SQL Profiler is not necessarily a SharePoint Administrator’s tool. It is associated with the Database Administrator. However, due to SharePoint’s reliance on SQL Server, it is important that an administrator understand the tool and its use.

SQL Profiler is a tool that captures every event going to SQL and saves the information in a trace file. Using the built-in recorder, the administrator can capture information and then stop when enough has been collected.

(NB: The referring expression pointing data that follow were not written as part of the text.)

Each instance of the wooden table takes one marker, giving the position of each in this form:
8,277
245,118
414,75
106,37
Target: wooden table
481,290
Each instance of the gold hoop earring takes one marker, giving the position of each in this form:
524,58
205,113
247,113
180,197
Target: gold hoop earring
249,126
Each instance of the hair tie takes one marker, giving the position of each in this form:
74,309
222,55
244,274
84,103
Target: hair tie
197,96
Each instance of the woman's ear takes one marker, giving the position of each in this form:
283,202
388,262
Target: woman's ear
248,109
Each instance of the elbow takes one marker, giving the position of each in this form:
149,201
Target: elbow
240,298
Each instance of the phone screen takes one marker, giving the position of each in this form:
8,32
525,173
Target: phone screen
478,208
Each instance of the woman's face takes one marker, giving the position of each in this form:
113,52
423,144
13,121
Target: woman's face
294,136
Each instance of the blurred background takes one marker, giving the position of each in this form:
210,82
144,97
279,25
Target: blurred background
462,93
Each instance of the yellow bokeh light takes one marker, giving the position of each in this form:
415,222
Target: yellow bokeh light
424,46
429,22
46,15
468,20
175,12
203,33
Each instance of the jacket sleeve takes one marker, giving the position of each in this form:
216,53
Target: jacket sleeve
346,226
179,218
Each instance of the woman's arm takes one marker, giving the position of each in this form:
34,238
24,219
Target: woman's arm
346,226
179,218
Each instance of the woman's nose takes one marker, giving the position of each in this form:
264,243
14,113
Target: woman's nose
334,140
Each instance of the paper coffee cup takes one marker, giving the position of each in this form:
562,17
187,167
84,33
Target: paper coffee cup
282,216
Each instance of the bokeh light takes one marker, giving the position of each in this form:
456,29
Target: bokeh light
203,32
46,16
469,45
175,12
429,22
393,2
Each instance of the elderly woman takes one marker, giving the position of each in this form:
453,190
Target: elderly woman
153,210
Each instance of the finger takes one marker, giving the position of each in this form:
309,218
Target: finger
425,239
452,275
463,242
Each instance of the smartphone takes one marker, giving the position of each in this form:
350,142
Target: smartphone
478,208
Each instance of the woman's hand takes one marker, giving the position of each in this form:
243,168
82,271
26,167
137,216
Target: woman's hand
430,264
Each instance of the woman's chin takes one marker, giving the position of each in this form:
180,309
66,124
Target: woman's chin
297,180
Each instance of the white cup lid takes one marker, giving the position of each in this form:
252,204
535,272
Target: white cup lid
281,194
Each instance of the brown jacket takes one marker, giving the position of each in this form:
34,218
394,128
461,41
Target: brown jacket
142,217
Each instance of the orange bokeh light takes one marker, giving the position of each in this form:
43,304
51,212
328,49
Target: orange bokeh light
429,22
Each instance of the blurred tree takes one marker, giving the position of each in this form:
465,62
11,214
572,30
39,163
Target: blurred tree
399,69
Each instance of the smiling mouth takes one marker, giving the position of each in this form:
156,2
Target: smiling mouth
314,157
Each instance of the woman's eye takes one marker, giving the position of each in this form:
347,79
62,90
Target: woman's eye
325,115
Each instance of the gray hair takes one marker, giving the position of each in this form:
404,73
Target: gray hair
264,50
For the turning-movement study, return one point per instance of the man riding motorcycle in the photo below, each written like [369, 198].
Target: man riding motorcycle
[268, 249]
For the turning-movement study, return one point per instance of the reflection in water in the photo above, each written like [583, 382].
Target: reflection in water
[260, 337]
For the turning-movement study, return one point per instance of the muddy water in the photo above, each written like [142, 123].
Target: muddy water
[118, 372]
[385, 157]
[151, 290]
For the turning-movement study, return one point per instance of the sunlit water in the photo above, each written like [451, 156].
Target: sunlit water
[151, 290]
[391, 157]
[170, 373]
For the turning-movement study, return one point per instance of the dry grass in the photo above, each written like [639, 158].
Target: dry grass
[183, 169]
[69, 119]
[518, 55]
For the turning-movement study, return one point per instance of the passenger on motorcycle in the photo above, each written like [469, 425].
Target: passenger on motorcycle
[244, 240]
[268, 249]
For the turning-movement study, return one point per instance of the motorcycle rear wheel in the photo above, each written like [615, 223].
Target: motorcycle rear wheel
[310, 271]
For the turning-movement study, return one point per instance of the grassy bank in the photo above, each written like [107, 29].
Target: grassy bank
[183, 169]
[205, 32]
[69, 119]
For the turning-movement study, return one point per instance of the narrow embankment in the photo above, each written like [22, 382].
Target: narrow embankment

This information can be critical to debugging and performance tuning. With SQL Profiler, you can monitor SQL statements and stored procedures, slow performance, and audit and review activities.

This recipe shows how to instantiate SQL Profiler against SharePoint 2010.

Getting ready

You must have administrator permissions to connect to a specific instance of SQL Server and have permissions to execute Profiler stored procedures. You must have SQL Server Client Tools loaded to your machine.

How to do it…

  1. Select Start | All Programs | Microsoft SQL Server 2008.

  2. Select Performance Tools | SQL Server Profiler.

  3. Select File | New Trace.

  4. Select the server name and click Connect.

  5. The following dialog appears:

    Fill in the required information.

    • Trace Name: SPTrace.

    • Use the template: Leave it to the default value: Standard.

    • Save to file: Check this box. A filename automatically appears; save this location.

  6. Click Run.

  7. Add a list item to a list in your SharePoint team site.

  8. Click on the Stop Selected Trace button  on the menu.

How it works…

SQL Profiler attaches to an instance of your database. It can then interrogate and report on every event that takes place in that database. We need to be aware that Profiler will show activity on all the databases, which includes everything from the social databases to managed metadata to search — a lot of information to collect.

When you first clicked Run in the sixth step, the trace began immediately. You may have noticed how much communication there was between SharePoint 2010 and the SQL Server; even the shortest of traces produces voluminous data.

Here is a sample statement related to a particular timer job:

exec dbo.proc_CompleteTimerRunningJob @ServiceId='168D1873-BC36-4E51-AF85-8E1C7162C389',@VirtualServerId=


It shows the timer job being completed. If the GUID were translated, we would have some powerful information at our disposal, which otherwise may not be possible through Central Administration.&;

There’s more…

There is a second tab called Events, on the definition of a trace shown in step 5 of this recipe. An event is an action generated by SQL Server. Each event is part of a category. By leveraging templates, certain events such as locks and permissions can be grouped. This presents, in a simplified way, the data we have been tracing.